Standing water on the fields at Twin Rivers Park has a Castlegar resident questioning why the city continues to run its sprinklers there

Standing water on the fields at Twin Rivers Park has a Castlegar resident questioning why the city continues to run its sprinklers there

How much water is too much water at Twin Rivers Park?

A Castlegar resident is questioning what he believes to be excessive watering of the fields at Twin Rivers Park at a time when the city is supposed to be promoting water conservation and stewardship.

  • May. 25, 2011 2:00 p.m.

A Castlegar resident is questioning what he believes to be excessive watering of the fields at Twin Rivers Park at a time when the city is supposed to be promoting water conservation  and stewardship.

Steve Sanders, who lives a block away from Twin Rivers Park, said he visits the park daily and has seen the sprinklers soaking the fields, even while it’s raining.

“Why they can’t have the guy that closes the bathrooms turn the water off when it’s raining, I don’t know,” Sanders said.

“It just seems like mismanagement — there’s actually standing water.”

But Garry Sauer, operations manager with the city’s civic works works department, said there’s good reason for all the watering.

“That field down there, the new soccer field … it gets watered every second day,” he said. “There was a new park area, where we expanded. That area, we’re still experimenting.”

Sauer said he’s been told the area is over-watered, but the area needs to stay saturated as the turf is still new.

Sanders said he’s complained to the city multiple times.

“They gave me a few reasons here and there, like it’s on a timer and there’s nothing they can do about it.”

Sauer said the sprinklers are indeed on a timer that was set for 15 minutes each night, but that was reduced to every second night this week.

“We’ve cut it back and reduced the pressure … we’ve got it down to every second day,” he said.

“We have to monitor that because we don’t want to be burning out the park.”

Sanders, who used to farm on the Prairies, said the city’s irrigation “just seems wrong,” and with the standing water, he’s concerned about mosquitoes.

Sauer said out of 16 parks the city maintains, Twin Rivers is the only complaint they’ve received a complaint about when it comes to watering.
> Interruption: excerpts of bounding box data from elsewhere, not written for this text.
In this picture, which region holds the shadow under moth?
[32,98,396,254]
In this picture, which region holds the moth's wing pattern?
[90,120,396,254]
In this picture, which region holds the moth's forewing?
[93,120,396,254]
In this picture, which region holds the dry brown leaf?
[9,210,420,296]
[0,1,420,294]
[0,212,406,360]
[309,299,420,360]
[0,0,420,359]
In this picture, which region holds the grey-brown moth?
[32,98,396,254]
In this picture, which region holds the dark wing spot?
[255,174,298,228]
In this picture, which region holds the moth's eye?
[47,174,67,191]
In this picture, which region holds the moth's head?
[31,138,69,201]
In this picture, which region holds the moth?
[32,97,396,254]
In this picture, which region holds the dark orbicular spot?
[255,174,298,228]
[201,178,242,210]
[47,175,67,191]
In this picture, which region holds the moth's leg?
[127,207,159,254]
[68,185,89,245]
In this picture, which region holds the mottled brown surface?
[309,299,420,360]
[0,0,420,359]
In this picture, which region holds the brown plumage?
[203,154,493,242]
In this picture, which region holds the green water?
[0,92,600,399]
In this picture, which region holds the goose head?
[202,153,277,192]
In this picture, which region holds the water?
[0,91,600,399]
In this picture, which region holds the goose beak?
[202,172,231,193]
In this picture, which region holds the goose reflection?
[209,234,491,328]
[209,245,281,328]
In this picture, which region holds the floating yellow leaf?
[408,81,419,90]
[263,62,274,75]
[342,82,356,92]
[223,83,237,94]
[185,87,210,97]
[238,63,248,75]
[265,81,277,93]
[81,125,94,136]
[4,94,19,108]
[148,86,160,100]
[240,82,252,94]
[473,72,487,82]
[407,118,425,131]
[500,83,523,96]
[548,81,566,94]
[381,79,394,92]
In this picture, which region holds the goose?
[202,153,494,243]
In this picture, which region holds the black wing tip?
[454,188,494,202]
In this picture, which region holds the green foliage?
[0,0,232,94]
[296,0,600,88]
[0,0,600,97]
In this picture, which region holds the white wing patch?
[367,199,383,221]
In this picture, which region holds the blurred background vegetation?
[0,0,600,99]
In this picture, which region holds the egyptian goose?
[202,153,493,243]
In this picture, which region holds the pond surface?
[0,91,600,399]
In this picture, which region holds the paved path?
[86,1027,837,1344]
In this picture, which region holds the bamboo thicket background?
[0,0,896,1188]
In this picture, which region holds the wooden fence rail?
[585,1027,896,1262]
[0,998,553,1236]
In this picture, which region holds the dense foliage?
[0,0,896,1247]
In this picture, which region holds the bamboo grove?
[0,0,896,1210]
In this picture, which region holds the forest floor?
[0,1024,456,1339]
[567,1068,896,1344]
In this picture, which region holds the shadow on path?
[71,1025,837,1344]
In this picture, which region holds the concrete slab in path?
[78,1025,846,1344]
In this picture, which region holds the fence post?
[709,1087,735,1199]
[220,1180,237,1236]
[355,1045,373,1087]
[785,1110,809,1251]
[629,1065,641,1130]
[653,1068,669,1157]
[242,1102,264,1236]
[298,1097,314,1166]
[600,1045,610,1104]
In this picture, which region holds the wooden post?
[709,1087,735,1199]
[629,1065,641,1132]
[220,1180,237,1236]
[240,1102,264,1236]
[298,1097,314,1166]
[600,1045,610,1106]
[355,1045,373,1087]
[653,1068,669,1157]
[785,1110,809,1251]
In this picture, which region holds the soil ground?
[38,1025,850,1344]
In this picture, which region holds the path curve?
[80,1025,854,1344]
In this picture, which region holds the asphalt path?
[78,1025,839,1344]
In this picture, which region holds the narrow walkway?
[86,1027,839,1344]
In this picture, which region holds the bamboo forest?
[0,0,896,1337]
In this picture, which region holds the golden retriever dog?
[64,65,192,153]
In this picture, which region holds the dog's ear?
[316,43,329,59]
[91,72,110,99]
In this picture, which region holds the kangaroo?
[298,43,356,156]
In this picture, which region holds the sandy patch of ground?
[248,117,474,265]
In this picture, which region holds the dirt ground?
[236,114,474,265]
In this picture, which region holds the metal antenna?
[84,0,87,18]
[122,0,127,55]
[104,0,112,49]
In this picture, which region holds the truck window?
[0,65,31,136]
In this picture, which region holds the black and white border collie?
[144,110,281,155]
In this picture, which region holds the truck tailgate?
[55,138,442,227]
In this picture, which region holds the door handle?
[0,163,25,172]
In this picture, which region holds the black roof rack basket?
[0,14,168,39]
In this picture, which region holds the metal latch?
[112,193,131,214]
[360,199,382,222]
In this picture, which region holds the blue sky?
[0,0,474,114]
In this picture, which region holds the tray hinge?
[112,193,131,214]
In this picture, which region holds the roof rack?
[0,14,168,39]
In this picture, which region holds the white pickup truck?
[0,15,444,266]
He said city workers have to maintain the fields with frequent watering and cutting.

“We’re not going to grow it and let it turn into a hayfield just because kids aren’t playing on it,” he said. “There may be times where we don’t cut it as often, and we’re trying to do that.”

Sanders is concerned the maintenance is actually killing the field.

“The BC Seniors Games are going to be down here this summer and if we get a really, really heavy rain, the field is going to be destroyed.”

Sauer agreed that the city needs to lead by example in water use.  Castlegar has been running a recent public relations campaign urging citizens to curb their water use and plans to install more and more water meters in the coming years until all homes have one.

“We’ll be metering our own parks starting this year as well,” he said. “That’s another thing we’re doing on behalf of the city is monitoring our bigger parks.”

Sanders said he’s already measured the watering at Twin Rivers with a gauge he received from the city at the Castlegar Garden and Nature Fest two weeks ago. He determined the city is using 77,000 litres of water each time the sprinklers are on.

“I would guess that’s probably wrong,” Sauer said, who believes the number is too high, but admitted the watering isn’t monitored as it goes on and off automatically.

“When we’re watering, we’re watering in the nighttime, so if we have a broken sprinkler, we don’t send guys out in the night to monitor that.”

Sauer said he appreciates Sanders’ feedback.

“We rely on the public too to let us know these things,” he said.

“I’m happy with his input. We’re going to take care of it like we do our other parks.”